More Speculative Methods
While I couldn’t find any specific information about these topics online, I would not be surprised if some or all of them were used to speed up the search results process.
- Caching — I am sure that there are often cases when many people online are searching for the same information or very similar information around the same time. For example, recently the 2016 Presidential Debates were live-streamed online. There were probably thousands of people searching Google for “live stream presidential debate” or some variation thereof. I would bet that Google cached the results of that query in a top-level server so that it’s machines would not even have to look up the information each time it’s searched for.
- Index Stored in RAM — Hard drives–even solid state hard drives–are slow compared to RAM. For the highest possible speeds, the index in the worker servers would probably be stored in RAM instead of on disk.

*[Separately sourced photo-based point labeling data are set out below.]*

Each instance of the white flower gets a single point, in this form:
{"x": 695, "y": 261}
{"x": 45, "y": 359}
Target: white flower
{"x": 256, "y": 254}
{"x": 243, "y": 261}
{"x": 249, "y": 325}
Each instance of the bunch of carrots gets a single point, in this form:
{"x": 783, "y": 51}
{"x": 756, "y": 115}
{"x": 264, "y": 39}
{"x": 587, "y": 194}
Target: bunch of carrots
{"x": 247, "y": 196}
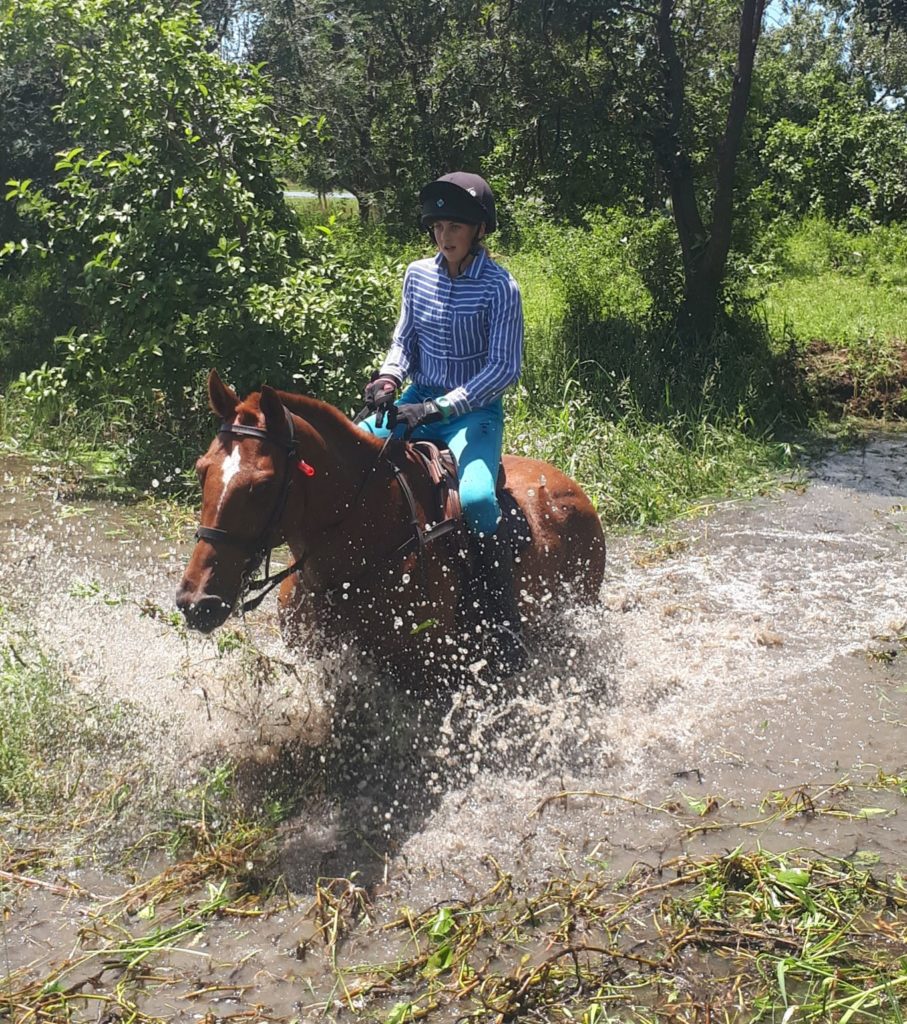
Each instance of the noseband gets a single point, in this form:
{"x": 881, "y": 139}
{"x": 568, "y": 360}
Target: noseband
{"x": 260, "y": 549}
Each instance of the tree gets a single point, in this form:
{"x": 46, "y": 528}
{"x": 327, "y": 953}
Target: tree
{"x": 704, "y": 245}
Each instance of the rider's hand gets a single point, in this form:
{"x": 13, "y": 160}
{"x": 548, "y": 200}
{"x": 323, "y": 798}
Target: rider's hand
{"x": 417, "y": 414}
{"x": 380, "y": 392}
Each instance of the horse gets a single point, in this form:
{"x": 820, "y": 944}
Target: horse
{"x": 358, "y": 515}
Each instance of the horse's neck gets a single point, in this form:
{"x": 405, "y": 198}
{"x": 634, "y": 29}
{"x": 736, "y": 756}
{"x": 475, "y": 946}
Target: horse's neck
{"x": 355, "y": 486}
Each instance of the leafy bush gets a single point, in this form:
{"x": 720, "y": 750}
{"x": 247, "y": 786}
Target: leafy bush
{"x": 169, "y": 224}
{"x": 847, "y": 164}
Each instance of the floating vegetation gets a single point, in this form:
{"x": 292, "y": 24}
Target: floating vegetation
{"x": 742, "y": 936}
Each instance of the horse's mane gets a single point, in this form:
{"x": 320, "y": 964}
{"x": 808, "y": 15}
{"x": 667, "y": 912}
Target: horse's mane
{"x": 322, "y": 416}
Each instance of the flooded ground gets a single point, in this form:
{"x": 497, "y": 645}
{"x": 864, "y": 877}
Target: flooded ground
{"x": 742, "y": 682}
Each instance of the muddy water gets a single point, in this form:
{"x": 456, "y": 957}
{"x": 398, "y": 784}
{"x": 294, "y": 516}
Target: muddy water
{"x": 751, "y": 651}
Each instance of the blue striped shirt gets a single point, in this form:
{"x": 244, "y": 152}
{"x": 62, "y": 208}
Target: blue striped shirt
{"x": 462, "y": 335}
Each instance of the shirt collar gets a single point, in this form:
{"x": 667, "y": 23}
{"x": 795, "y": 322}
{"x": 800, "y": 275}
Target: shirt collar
{"x": 474, "y": 268}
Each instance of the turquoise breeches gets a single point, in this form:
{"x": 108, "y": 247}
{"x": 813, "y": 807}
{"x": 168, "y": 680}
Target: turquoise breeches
{"x": 476, "y": 439}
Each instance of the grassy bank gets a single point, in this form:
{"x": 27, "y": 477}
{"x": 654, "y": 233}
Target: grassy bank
{"x": 609, "y": 393}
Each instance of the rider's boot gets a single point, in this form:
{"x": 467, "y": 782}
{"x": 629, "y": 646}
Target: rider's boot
{"x": 499, "y": 610}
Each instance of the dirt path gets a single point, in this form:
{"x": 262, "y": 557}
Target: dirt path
{"x": 749, "y": 666}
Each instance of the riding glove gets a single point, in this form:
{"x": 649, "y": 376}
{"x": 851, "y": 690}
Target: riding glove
{"x": 418, "y": 413}
{"x": 379, "y": 394}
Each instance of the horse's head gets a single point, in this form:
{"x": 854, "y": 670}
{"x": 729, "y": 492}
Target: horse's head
{"x": 245, "y": 476}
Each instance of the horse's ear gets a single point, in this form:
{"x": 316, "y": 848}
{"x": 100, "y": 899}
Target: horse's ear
{"x": 223, "y": 399}
{"x": 272, "y": 410}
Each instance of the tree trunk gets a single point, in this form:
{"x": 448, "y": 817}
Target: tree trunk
{"x": 704, "y": 250}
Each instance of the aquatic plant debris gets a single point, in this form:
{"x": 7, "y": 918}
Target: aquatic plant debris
{"x": 690, "y": 807}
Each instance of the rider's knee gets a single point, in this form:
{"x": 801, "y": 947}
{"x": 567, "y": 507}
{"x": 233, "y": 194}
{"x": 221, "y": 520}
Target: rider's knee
{"x": 482, "y": 513}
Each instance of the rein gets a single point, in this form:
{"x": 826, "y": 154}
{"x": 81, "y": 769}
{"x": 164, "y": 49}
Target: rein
{"x": 260, "y": 550}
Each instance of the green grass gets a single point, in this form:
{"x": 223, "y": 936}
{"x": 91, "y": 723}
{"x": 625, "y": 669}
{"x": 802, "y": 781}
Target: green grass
{"x": 609, "y": 393}
{"x": 836, "y": 307}
{"x": 839, "y": 287}
{"x": 638, "y": 472}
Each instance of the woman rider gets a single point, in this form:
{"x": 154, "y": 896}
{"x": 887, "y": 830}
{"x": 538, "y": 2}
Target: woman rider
{"x": 460, "y": 341}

- Pre-fetching Results — When we type “baseball bats” into a Google search bar, the search engine automatically populates it’s best guess for what we want as we type. While this is helpful to us as users to not have to completely type out our thought, it’s even more helpful to Google who can look-up the first five or ten or dozen of those pre-fetched search terms and have them nearly instantly available to the user once the “Enter” key is depressed.
One other thing to remember is that Google is under no obligation to provide the most accurate, most consistent, or the most up-to-date results. If your search for baseball bats returns a listing for a company that went out of business five years ago, you will shrug your shoulders, think “That’s odd,” click a different link or do a different search, and forget all about it within the next ten seconds.
Because we typically find an acceptable set of results within an acceptable time frame when performing searches, in a certain way, we as users place a blind trust in a web search process. We just accept at face value that the search results we see are the very best search results possible–even if there are more accurate results available. So as long as the results we receive are close enough and we return to the search engine for more searches (and more ad views), that’s good enough for Google.